Failure to Follow Care-Planned Hoyer Lift Transfer Requirements
Penalty
Summary
The deficiency involves the facility’s failure to follow a resident’s care plan interventions for transfers, resulting in a transfer being performed without required equipment and assistance. A resident admitted in February 2026 with multiple sclerosis had a 2/25/26 ADL care plan indicating the resident was dependent on two staff members for transfers and required use of a Hoyer (mechanical) lift. Despite this, on 2/28/26 a CNA (Staff 3) performed a stand-pivot transfer without the Hoyer lift and without a second staff member. The resident later reported that Staff 3 gave a “giant bear hug” and made several attempts to transfer the resident from chair to bed, after which the resident reported right flank pain and stated the transfer caused three broken ribs. An x-ray on 3/10/26 showed no rib fractures or dislocation, and the resident was assessed to have no visible injury. During interview, Staff 3 confirmed she had completed a stand-pivot transfer with the resident and acknowledged she had not read the resident’s care plan, and the Administrator confirmed that the resident had been care planned for a two-person Hoyer lift transfer at the time of the incident.

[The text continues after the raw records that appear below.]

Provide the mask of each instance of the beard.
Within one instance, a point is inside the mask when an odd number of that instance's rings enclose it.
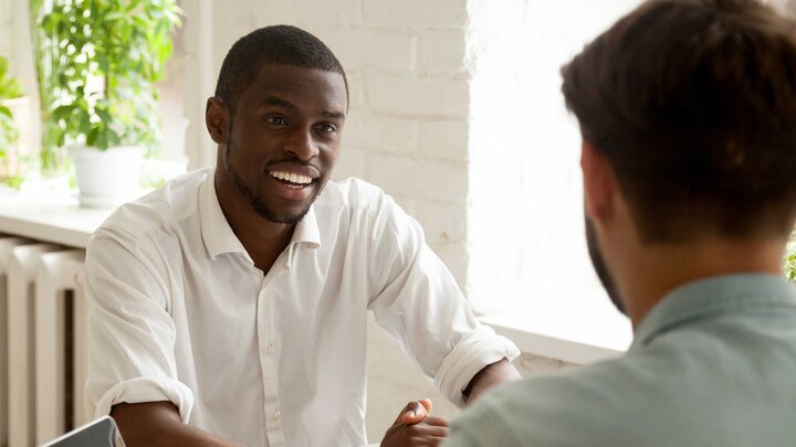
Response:
[[[588,217],[586,217],[586,246],[588,247],[589,258],[591,258],[591,265],[594,266],[597,277],[603,284],[603,288],[606,289],[608,298],[610,298],[614,306],[616,306],[620,312],[627,316],[625,304],[619,297],[616,283],[614,283],[614,277],[608,272],[608,266],[606,266],[605,259],[603,258],[603,253],[600,252],[599,243],[597,242],[597,234],[595,232],[594,224]]]
[[[316,180],[318,182],[318,188],[315,190],[315,193],[310,199],[307,205],[301,212],[293,214],[279,213],[271,206],[269,206],[262,194],[249,188],[245,181],[240,175],[238,175],[238,173],[232,168],[232,163],[229,161],[231,150],[232,143],[230,142],[227,145],[227,151],[224,153],[224,171],[227,172],[227,177],[232,180],[232,183],[234,183],[235,188],[241,193],[241,195],[243,195],[243,199],[245,199],[249,205],[266,221],[282,224],[298,223],[302,219],[304,219],[306,213],[310,212],[310,206],[312,206],[312,204],[315,202],[315,199],[317,199],[317,195],[323,190],[323,185],[326,183],[325,179]]]

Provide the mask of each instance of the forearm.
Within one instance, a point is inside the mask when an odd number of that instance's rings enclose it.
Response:
[[[475,402],[481,394],[495,385],[505,382],[513,382],[522,379],[520,372],[506,359],[484,366],[475,374],[467,389],[464,389],[464,402],[467,405]]]
[[[111,412],[127,447],[240,447],[210,433],[182,424],[170,402],[118,404]]]

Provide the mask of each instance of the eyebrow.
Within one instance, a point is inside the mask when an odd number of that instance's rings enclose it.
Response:
[[[293,104],[293,103],[291,103],[291,102],[289,102],[289,100],[279,98],[279,97],[276,97],[276,96],[266,96],[266,97],[264,97],[264,98],[260,102],[260,105],[261,105],[261,106],[283,107],[283,108],[286,108],[286,109],[290,109],[290,110],[298,110],[298,107],[296,107],[295,104]],[[324,110],[324,111],[321,113],[321,115],[322,115],[324,118],[331,118],[331,119],[345,118],[345,113],[343,113],[343,111],[328,111],[328,110]]]

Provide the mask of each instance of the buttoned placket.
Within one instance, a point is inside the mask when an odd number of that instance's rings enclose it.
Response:
[[[258,296],[258,347],[263,385],[263,414],[265,415],[265,434],[271,447],[285,445],[282,429],[282,411],[279,395],[279,360],[280,347],[274,337],[273,286],[289,270],[286,253],[276,259],[271,270],[262,278]]]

Failure to Provide Ordered Rehabilitative Services
Penalty
Summary
The facility failed to provide ordered rehabilitative services to a resident with multiple sclerosis. The resident was admitted in February 2026 with admission orders dated 2/24/26 for both physical therapy and occupational therapy. Review of the resident’s clinical record showed no documented evidence that any therapy services were provided as ordered. In an interview on 3/11/26 at 10:58 AM, the resident reported not having received any therapy since admission. During a separate interview on 3/11/26 at 10:40 AM, the Director of Rehabilitation confirmed that the resident had not received any therapy services from the date of admission through 3/11/26, despite the existing orders for physical and occupational therapy. This failure to implement the physician’s orders for rehabilitative services for this resident placed the resident at risk for a decline in range of motion.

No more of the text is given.